- Middle School
This year’s Innovation Nation, a three-day Middle School design thinking intensive, brought new challenges, thought-provoking problem solving, and some fresh faces to Lincoln School. Lincoln girls split up into groups, and after learning the basics of human-centered design (empathize, define, ideate, prototype, test), they set out to tackle some real-world problems with big ideas.
There were four final problems—how to encourage local shopping in the age of digital commerce; how to design a better dog park; how to encourage healthy food choices in supermarkets; and how to make coffee shops a more fun experience for customers. The winning team of Alexis "Tink" Dahlberg ‘23, Kyra DiBiase ‘24, Eva Weiting ‘22, & Maegan Dansereau ‘22 was selected based on their design thinking skills, levels of empathy, group presentation, and overall idea.
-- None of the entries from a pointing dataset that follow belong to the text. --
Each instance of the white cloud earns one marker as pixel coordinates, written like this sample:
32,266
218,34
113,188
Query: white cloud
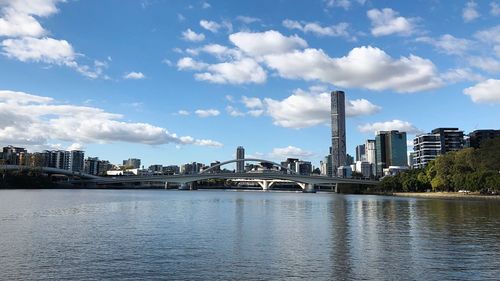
495,9
203,113
242,71
234,111
485,63
402,126
304,109
264,43
461,74
251,103
188,63
210,25
469,12
289,152
364,67
485,92
47,50
490,35
37,120
346,4
192,36
247,20
183,112
134,75
448,44
312,27
387,21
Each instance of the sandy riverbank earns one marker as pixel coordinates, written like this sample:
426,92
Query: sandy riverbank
446,195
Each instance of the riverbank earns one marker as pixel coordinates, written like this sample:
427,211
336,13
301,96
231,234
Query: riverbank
445,195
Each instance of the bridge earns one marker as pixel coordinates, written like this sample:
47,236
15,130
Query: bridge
265,179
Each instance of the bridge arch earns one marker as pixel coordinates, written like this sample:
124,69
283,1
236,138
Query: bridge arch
247,160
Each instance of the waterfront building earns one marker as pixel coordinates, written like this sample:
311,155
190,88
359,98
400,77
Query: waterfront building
370,155
476,137
303,168
338,130
91,166
451,139
12,155
240,154
134,163
360,152
391,150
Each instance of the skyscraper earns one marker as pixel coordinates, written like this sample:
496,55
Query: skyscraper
338,130
390,150
240,154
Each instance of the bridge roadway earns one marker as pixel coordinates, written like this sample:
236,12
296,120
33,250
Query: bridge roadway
266,179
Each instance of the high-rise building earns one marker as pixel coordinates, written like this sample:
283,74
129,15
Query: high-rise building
240,154
132,162
426,148
338,130
360,153
452,139
370,154
390,150
478,136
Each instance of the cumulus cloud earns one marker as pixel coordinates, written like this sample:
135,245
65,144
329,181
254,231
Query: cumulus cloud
469,12
289,152
36,120
448,44
134,75
192,36
241,71
314,28
264,43
485,92
402,126
203,113
304,109
27,42
487,64
386,22
364,67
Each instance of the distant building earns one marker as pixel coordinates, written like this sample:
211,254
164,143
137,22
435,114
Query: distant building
240,154
303,168
338,130
478,136
451,139
391,150
428,147
360,152
134,163
14,155
370,155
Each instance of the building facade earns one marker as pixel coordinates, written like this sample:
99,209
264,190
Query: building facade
338,130
240,154
390,150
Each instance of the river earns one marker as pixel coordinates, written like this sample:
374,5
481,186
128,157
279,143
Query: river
229,235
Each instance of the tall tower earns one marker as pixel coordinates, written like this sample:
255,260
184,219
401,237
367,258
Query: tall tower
338,130
240,154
The partnership, run in conjunction with Bryant University’s IDEA (Innovation and Design Experience for All) Program and Allison Butler '96, Ph.D., past Lincoln School Alumnae Association president and associate professor and educational psychologist at Bryant University, is now in its second year and shows no signs of slowing. Each multi-grade design thinking cohort is facilitated by current Bryant students, all of whom participated in the IDEA program in their first year at the university.
These students were a large part of what made Innovation Nation so successful and rewarding for Lincoln Middle Schoolers, so we’d like to introduce a few of them!
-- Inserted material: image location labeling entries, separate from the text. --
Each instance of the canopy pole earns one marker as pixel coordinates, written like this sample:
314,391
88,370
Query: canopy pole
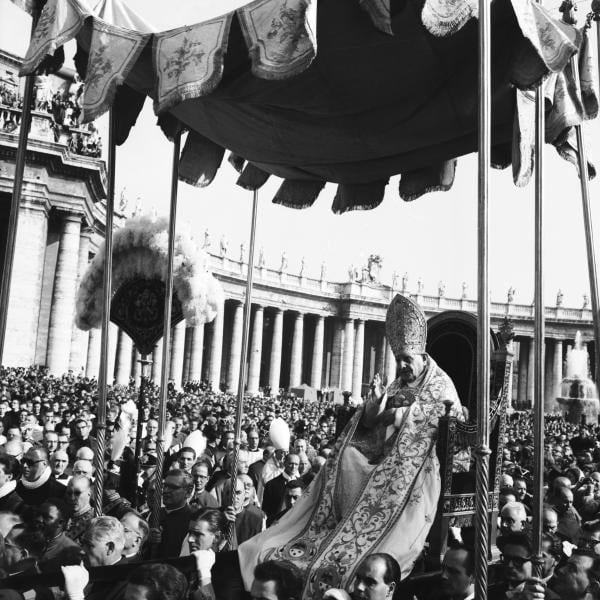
13,219
106,297
166,354
569,17
539,335
483,308
145,363
589,242
239,408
Mikayla, Bryant University Senior
“I’ve heard that as a mentor, you get even more out of the IDEA/Innovation Nation program, because you see everyone’s transformation and not just your own. This kind of design thinking intensive gets you out of your comfort zone, makes you think differently, get uncomfortable, and adapt a new process... It’s been awesome to see how much these Lincoln girls are mastering the concepts and finding the joy in learning, all while bringing their own personality to it. These girls are so mature, and so, so smart, in all different ways. Some are creative, some are structured, some are analytical, but they are all smart and they pull out each other’s strength. It’s been so fun to see them embracing every challenge and every single moment.
Shruti, Bryant University Senior
“The earlier you teach this, the greater the impact. Design thinking rewires the brain to look at things differently. Middle School students are at this pivotal moment. Before we got here, I admit I was a bit nervous—how do you transfer these concepts to a younger crowd? After all, this is a college-level process and project! But these girls have been fantastic, and they picked it up better than almost any group I’ve seen, of any age level. By the time they are in college, if they take this with them, they will have been doing this for much longer than almost anyone else. They will have such a leg up in the world.”
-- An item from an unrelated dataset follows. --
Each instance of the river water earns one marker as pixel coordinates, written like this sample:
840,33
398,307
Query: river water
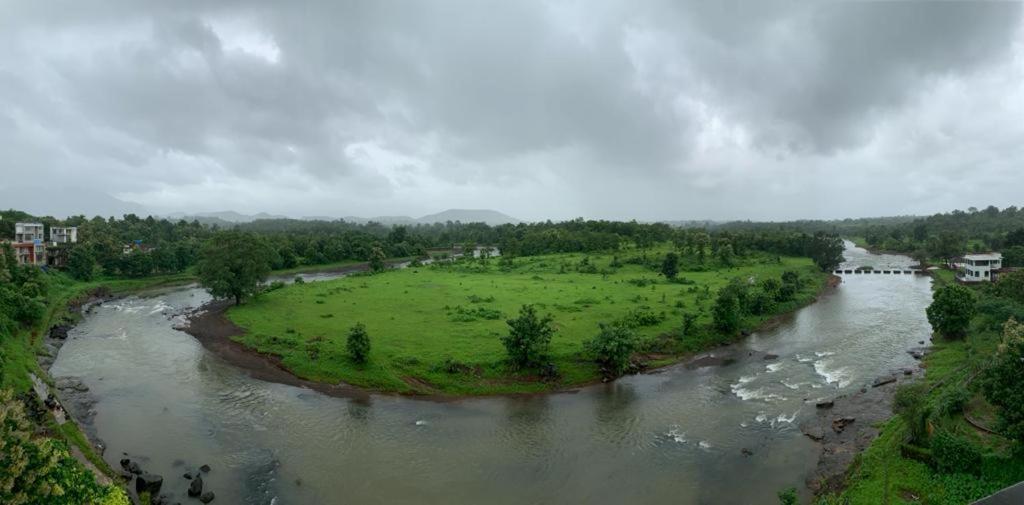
673,436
Nina, Bryant University Senior
“Our brains are wired to not see every detail, and when we’re doing observations we want to jump to conclusions instead of looking at everything with fresh eyes. That’s the beauty of design thinking—it trains your brain to think in a different way. This is my second year here at Lincoln and these girls just blow me away every time. I think for this age group, and especially and for girls, they believe there’s only one right answer to a problem. Design thinking allows them to explore lots of different options. It’s so valuable for them to get a headstart on this, because it’s a really valuable skill to have. I’ve seen it firsthand—workplaces are already looking for it. The more we do this, the longer the partnership, and the more they practice, eventually becomes second nature. It’s really exciting to think what’s ahead for these Lincoln girls.”